An Instant Vegetable Bed You Can Put… Anywhere!


Put your Big Bag Bed anywhere and just unfold, fill and plant! Photo:

If you want to grow vegetables, but have no access to garden space in real soil, and especially if you’re in a big hurry to get started, why not try a Big Bag Bed, a raised garden bed made of fabric and offered by the people at Smart Pots?

Just unfold and fill with soil. Photo:

Just buy the bed, sold conveniently folded for easy transport, and spread it out it on any flat surface, then fill it with soil. No nails, no glue. It couldn’t be simpler!

You can put your Big Bag Bed on a lawn, a balcony, a patio, a roof, a parking lot, on bare soil, on a bed of weeds … wherever you want as long as it’s relatively horizontal. No need to have soil to dig into. It can go on pavement, concrete or any hard surface. And the Big Bag Bed comes in three sizes*, although if I were you, I’d go for the “original size,” which, at 50″ (127 cm) across and 12″ (30 cm) tall, gives you a round bed with 13.5 ft2 (1.25 m2) of gardening space, enough for a decent-sized vegetable garden.

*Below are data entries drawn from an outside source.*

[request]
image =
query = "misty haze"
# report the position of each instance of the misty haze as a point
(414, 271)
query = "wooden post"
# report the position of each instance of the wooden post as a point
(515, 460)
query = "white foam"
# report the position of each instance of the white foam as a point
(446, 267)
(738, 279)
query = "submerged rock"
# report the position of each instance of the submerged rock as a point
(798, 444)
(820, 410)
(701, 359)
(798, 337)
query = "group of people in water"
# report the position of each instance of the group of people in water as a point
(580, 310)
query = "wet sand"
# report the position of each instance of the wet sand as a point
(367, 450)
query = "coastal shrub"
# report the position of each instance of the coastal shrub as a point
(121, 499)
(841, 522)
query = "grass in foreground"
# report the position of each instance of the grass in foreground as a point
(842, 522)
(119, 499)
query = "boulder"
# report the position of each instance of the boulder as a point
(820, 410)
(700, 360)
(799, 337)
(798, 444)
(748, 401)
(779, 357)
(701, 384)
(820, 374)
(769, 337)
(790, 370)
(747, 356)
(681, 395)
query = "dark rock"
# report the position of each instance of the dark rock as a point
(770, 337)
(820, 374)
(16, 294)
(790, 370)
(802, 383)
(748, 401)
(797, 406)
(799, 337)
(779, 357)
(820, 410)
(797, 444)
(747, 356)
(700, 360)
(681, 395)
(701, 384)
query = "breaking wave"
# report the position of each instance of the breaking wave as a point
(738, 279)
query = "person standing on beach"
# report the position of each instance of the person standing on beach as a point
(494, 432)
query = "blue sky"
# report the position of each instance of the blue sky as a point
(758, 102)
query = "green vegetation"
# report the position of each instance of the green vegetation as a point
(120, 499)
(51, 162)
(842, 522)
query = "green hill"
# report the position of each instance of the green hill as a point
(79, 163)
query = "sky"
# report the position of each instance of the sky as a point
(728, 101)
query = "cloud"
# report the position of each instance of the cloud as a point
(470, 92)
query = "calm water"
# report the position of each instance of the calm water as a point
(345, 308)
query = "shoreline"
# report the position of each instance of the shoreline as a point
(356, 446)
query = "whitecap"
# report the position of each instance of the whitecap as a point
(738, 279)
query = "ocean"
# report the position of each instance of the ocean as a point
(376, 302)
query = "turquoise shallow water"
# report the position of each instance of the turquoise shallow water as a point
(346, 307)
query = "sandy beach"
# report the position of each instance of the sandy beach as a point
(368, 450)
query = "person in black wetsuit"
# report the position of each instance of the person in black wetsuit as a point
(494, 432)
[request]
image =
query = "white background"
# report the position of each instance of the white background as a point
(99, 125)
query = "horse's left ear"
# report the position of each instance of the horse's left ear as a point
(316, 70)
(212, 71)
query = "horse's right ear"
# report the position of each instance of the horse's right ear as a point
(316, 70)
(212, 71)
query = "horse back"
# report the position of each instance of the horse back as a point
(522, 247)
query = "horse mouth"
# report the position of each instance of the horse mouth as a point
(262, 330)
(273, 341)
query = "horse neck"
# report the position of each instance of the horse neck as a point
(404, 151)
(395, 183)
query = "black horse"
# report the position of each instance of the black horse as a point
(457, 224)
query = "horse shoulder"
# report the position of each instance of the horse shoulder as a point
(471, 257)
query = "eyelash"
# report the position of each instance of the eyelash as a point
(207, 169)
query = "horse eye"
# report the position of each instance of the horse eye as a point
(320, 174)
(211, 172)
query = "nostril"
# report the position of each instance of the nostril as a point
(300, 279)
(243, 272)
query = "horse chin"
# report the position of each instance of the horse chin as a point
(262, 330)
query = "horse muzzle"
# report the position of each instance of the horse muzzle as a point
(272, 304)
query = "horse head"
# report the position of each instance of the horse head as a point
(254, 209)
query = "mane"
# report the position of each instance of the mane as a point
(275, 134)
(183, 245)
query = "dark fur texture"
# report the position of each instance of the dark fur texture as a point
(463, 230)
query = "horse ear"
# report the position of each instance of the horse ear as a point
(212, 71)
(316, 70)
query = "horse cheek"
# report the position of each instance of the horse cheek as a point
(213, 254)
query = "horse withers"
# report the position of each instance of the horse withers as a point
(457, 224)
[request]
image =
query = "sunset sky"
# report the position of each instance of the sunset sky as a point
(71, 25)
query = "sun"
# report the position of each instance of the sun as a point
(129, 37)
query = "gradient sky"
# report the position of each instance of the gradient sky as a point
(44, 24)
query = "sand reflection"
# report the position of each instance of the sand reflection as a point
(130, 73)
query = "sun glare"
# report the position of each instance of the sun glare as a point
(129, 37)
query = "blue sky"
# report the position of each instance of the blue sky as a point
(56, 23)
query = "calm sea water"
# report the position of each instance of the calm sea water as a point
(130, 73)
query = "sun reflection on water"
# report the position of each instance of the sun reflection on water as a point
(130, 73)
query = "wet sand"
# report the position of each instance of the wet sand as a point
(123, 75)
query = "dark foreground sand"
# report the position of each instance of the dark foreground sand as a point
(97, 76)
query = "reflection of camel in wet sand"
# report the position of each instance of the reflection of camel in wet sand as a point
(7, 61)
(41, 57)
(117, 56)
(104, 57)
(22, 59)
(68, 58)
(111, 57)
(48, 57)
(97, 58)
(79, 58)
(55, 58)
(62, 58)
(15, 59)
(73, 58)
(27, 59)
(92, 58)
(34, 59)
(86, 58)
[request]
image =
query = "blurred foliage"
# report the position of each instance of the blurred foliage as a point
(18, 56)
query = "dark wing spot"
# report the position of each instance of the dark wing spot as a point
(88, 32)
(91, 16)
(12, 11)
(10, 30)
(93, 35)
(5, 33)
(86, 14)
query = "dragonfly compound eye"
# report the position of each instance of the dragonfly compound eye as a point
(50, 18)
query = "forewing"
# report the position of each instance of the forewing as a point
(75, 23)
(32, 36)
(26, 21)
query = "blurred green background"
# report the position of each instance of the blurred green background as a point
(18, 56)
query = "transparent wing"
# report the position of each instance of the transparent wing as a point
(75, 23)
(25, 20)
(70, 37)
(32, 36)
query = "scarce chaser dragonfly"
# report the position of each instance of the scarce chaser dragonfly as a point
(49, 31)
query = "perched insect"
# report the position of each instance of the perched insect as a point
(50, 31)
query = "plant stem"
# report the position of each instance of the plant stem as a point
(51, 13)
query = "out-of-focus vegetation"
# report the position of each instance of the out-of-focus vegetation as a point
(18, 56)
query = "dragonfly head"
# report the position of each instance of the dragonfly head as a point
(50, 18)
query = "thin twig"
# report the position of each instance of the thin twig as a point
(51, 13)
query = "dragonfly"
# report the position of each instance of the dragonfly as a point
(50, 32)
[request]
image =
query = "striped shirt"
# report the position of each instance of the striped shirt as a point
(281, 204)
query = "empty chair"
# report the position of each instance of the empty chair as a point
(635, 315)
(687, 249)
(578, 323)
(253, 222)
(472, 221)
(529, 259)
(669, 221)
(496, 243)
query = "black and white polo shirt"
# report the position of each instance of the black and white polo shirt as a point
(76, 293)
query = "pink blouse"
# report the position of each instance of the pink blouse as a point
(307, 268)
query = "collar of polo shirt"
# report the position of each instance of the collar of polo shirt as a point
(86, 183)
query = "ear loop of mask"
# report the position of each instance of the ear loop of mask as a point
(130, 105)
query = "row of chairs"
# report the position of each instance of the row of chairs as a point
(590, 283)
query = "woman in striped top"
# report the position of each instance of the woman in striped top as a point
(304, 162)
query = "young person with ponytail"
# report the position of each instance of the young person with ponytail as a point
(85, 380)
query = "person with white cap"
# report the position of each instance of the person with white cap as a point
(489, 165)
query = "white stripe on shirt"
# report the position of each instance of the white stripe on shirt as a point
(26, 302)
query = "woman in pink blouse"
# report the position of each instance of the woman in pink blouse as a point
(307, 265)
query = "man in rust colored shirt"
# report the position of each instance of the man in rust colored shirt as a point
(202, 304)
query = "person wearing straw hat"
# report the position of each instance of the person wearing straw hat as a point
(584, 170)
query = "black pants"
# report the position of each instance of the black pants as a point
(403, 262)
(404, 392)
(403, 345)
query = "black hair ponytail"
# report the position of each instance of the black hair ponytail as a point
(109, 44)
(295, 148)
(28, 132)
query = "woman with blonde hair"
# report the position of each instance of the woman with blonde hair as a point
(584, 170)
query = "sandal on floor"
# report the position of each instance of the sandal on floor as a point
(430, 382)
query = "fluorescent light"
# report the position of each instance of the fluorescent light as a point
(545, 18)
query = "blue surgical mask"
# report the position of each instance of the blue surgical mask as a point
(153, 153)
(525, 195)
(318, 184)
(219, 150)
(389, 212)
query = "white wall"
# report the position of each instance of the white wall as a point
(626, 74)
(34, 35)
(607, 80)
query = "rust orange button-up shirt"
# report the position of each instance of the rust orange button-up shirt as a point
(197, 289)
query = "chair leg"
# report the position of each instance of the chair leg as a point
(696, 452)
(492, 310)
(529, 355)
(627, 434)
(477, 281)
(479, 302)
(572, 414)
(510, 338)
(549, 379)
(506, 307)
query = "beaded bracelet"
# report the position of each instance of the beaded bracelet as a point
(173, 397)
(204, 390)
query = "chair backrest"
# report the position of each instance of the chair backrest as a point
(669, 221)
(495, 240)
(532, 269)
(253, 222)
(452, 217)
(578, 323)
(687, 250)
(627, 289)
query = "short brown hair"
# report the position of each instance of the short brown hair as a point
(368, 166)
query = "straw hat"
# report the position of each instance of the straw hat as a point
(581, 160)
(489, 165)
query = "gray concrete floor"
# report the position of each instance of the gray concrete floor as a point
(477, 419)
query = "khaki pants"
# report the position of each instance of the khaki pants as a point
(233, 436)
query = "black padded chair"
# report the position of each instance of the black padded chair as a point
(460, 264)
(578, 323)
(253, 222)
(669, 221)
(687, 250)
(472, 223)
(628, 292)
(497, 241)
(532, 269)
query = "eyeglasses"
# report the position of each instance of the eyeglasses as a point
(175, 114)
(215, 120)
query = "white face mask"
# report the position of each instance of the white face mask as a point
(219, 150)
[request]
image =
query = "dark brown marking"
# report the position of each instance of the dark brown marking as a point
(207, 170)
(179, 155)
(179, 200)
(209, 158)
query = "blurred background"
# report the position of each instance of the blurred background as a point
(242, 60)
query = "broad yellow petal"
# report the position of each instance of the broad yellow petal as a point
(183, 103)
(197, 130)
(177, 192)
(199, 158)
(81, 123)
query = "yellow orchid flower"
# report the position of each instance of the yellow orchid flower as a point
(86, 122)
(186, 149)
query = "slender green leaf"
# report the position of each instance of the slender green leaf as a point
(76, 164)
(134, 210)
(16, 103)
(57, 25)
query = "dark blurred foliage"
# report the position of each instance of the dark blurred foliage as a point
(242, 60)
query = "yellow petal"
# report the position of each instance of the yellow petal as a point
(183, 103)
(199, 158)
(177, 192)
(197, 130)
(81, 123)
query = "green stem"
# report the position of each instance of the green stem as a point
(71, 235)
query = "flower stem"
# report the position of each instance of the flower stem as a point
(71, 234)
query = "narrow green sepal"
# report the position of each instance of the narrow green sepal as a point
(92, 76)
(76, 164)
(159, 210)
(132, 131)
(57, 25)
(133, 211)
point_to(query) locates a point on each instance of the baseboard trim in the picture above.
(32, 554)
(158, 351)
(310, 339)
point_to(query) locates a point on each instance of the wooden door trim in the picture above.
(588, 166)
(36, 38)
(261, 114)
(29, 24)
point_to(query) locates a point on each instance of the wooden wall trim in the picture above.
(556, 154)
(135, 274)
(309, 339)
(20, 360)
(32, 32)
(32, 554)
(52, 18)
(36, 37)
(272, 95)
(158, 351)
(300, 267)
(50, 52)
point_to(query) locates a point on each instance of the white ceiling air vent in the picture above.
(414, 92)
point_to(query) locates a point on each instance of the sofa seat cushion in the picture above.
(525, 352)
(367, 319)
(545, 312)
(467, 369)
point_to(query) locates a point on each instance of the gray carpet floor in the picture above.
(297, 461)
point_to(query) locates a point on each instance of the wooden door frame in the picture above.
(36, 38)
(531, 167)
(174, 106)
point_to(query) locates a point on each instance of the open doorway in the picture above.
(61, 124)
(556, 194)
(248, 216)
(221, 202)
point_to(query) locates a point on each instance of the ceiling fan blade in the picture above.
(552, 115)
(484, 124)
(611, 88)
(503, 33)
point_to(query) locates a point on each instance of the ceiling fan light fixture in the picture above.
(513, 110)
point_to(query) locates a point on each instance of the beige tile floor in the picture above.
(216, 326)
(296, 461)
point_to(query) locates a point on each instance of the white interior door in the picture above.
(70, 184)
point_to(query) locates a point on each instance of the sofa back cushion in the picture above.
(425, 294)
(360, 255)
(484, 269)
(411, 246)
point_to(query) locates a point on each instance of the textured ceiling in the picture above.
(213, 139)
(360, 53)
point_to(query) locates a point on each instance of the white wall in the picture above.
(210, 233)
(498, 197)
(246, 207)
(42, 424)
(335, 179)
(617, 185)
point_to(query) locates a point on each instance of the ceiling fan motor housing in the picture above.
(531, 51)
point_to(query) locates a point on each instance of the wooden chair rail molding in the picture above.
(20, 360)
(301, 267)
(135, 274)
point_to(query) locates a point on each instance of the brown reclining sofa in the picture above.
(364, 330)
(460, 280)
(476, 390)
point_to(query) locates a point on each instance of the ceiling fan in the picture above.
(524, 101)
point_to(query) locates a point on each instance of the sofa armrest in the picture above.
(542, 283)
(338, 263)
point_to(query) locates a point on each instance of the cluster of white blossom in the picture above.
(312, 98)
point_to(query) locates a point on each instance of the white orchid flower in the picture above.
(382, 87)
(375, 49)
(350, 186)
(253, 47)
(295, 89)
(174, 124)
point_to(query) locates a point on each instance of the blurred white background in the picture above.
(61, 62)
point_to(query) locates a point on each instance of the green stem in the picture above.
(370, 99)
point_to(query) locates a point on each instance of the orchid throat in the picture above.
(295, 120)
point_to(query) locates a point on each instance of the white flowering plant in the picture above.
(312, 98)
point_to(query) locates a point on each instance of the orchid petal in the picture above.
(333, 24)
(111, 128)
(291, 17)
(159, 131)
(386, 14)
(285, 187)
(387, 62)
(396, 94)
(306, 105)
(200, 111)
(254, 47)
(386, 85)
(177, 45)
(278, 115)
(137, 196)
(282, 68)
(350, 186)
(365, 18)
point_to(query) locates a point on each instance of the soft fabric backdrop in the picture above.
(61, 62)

*Big Bag Bed Junior (36″ × 12″/90 cm × 30 cm) gives 7.1 ft2 (0.65 m2) of growing space while Big Bag Bed Mini (24″ × 8″ 16 cm × 20 cm) gives 3.1 ft2 (0.30 m2). The Mini may not be deep enough for root vegetables.

You Do Need Soil

It took about 1 1/2 bales of growing mix to fill the bed. Photo:

All you need is soil to fill it: in fact, quite a bit of it! You could order it in bulk, but I filled mine from 2 large bales (3.8 cu ft/106 L) of compressed growing mix (compressed mix fluffs up to about double its original volume) I already had on hand and had some left over for use as potting soil for a few other containers. 

Since I wanted to grow great vegetables and vegetables love rich soil, I then worked about 1 inch (2.5 cm) of home-made compost into the growing mix (you could buy a 30 quart/28.3 L of commercial compost and get a similar result) and a few handfuls of organic slow-release all-purpose fertilizer. It was ready to sow and plant in less than 30 minutes.

Weeds Can’t Worm Their Way In

You can safely place a Big Bag Bed (this is the Junior size) directly on lawn: the turf won’t be able to penetrate and invade your garden. Photo: Home Depot

You can put the bed right on top of creeping weeds like quack grass, creeping Charlie, horsetail … and lawn grasses! The fiber pot is too dense for their rhizomes to penetrate. It’s such a joy to be able to start a garden fresh without weeds!

My Results

Big Bag Bed of leafy greens. Photo:

I had excellent results with most vegetables in my Big Bag Bed, but of course, depth of 1 foot (30 cm) is not a lot for long-rooted vegetables, like carrots, long radishes, cylindrical beets and parsnips, so I’ve been sticking to baby and round-rooted varieties in those categories … and grow my parsnips elsewhere. I wouldn’t recommend growing perennial vegetables with deep roots, like asparagus or rhubarb, in such a shallow bed either. But the other usual vegetables (tomatoes, lettuce, peppers, cucumbers, Swiss chard, etc.) all do just fine.

I found no major difference in care compared to other raised beds, but in a drier climate than mine, more watering would probably be needed, as the sides are permeable and would lose water to evaporation. 

All in all, the experiment, now in its fourth year, has been a great success and it instantly turned what was originally a patch of weeds into a garden. How often can you say that?

Where to Find Big Bag Beds?

Big Bag Beds are widely available in North America. Try your local garden center, a hardware store (Home Depot among others), an urban gardening supply store or anywhere they sell Smart Pots. Or order directly from Smart Pots.

In Europe, they can be harder to find. You may need to try mail order, for example at Culture Indoor. In Australia, I know they are available from

An instant garden with almost no effort, anywhere? What are you waiting for! Try a Big Bag Bed today!

3 thoughts on “An Instant Vegetable Bed You Can Put… Anywhere!

  1. solsdottir

    I love my Big Beds, they’re so easy. The only thing I’ve had trouble growing is beets, and now I know why. The smaller ones are good for potatoes, too.

  2. They are safe for what they contain, but not exactly safe for turf (not that I care about turf). I would not put it on healthy lawn turf like that in the picture (if I had healthy lawn turf to put it on). Nor would I put it on a deck that might rot underneath.